1. Get a Specific Mailbox by Identity
Get-Mailbox -Identity "james@meetingroom365.com"
This retrieves all properties for a specific mailbox. Use it to inspect mailbox configuration like Alias, PrimarySmtpAddress, and RecipientTypeDetails, especially when investigating user issues or validating provisioning.
2. List All Mailboxes in the Tenant
Get-Mailbox -ResultSize Unlimited
The default result limit is 1,000. Use -ResultSize Unlimited to fetch every mailbox in the organization. This is essential for tenant-wide audits, reporting, or scripting tasks that loop through all users.
3. Filter by Mailbox Type (e.g. SharedMailbox)
Get-Mailbox -ResultSize Unlimited -Filter "RecipientTypeDetails -eq 'SharedMailbox'"
This filters mailboxes to only show those of type SharedMailbox.
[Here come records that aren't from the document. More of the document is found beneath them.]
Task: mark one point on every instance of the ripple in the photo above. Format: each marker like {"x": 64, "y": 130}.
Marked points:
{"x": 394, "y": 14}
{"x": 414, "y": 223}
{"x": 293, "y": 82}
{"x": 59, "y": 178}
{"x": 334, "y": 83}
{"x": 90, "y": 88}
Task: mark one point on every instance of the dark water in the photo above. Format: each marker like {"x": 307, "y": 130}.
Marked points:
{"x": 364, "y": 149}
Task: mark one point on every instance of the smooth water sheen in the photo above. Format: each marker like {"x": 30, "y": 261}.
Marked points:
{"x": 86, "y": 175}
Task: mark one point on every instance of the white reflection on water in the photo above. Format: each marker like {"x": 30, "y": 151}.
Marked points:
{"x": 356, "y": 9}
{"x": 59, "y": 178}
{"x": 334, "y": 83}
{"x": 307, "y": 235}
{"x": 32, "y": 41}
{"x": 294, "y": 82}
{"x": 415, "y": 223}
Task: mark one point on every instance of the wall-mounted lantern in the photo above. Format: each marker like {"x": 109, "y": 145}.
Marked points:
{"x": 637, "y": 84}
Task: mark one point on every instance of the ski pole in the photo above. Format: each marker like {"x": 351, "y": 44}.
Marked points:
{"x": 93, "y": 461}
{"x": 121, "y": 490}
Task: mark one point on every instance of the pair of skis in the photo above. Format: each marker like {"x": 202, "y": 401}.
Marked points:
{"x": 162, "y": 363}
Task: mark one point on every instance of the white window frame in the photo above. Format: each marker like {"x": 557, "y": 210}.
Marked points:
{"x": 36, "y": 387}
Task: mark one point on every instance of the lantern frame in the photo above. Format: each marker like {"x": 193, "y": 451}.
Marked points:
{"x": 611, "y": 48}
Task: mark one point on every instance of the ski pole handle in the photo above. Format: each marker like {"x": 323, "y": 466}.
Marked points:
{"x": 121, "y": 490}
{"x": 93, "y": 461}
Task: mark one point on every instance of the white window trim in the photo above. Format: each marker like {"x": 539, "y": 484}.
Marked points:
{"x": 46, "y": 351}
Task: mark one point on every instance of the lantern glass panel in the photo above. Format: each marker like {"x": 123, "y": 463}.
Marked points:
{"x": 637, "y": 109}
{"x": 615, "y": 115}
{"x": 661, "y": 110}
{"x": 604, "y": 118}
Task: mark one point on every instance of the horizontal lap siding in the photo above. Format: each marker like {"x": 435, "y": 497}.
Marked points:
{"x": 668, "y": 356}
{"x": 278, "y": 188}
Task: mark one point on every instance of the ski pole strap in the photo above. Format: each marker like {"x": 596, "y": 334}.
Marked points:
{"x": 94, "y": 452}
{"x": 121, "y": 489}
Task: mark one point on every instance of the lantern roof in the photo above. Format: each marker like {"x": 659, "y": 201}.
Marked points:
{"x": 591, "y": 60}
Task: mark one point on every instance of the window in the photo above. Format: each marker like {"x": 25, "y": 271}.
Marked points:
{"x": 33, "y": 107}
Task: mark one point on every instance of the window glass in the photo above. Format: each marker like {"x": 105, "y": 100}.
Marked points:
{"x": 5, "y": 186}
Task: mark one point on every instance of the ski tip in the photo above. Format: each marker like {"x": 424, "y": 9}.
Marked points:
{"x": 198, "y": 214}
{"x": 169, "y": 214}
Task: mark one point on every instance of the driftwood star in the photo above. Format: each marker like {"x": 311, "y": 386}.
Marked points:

It’s useful when checking license status, mailbox delegation, or validating correct usage of shared inboxes. Other valid types include UserMailbox, RoomMailbox, EquipmentMailbox, etc.
4. Use Wildcard Matching on Display Name
Get-Mailbox -ResultSize Unlimited | Where-Object {$_.DisplayName -like "Sales*"}
Returns all mailboxes where the DisplayName starts with “Sales”. Useful when naming conventions reflect teams or roles. Note: this is a client-side filter - inefficient for large tenants. Use server-side filtering (-Filter) when possible.
5. Export Mailbox Info to CSV
Get-Mailbox -ResultSize Unlimited -Filter "RecipientTypeDetails -eq 'UserMailbox'" | Select-Object DisplayName,Alias,PrimarySmtpAddress | Export-Csv -Path "C:\MailboxReport.csv" -NoTypeInformation
Exports selected mailbox fields to CSV for reporting, audits, or license tracking. This lets you build lightweight reports for stakeholders, or use mailbox data in external workflows. Add more fields like ProhibitSendQuota or CustomAttribute1 depending on your needs.
6. Get Archive Mailbox Status
Get-Mailbox -ResultSize Unlimited -Filter "ArchiveStatus -eq 'Active'"
Shows users with active archive mailboxes, often used for compliance, litigation hold, or storage management. Especially useful in regulated environments or when optimizing long-term mailbox growth.
7. Filter Mailboxes by Custom Attribute
Get-Mailbox -Filter "CustomAttribute1 -eq 'HR'"
Custom attributes (1–15) allow you to tag mailboxes with internal metadata. This lets you target specific departments, locations, or policy groups. Useful for automating policies, building distribution groups, or scoped reporting.
8. Show Specific Mailbox Properties
Get-Mailbox -Identity "james@meetingroom365.com" | Format-List
DisplayName,Alias,EmailAddresses,RecipientTypeDetails
Displays a clean, focused view of selected mailbox fields. Ideal when you only care about a few properties and want to avoid scanning through the entire object. Also good for debugging or script output cleanup.
That covers the key usage scenarios for Get-Mailbox in both Exchange Online and on-premises Exchange Server. This cmdlet is foundational to nearly every Exchange PowerShell script, especially when paired with other cmdlets like Get-MailboxStatistics, Export-Csv, or Format-List.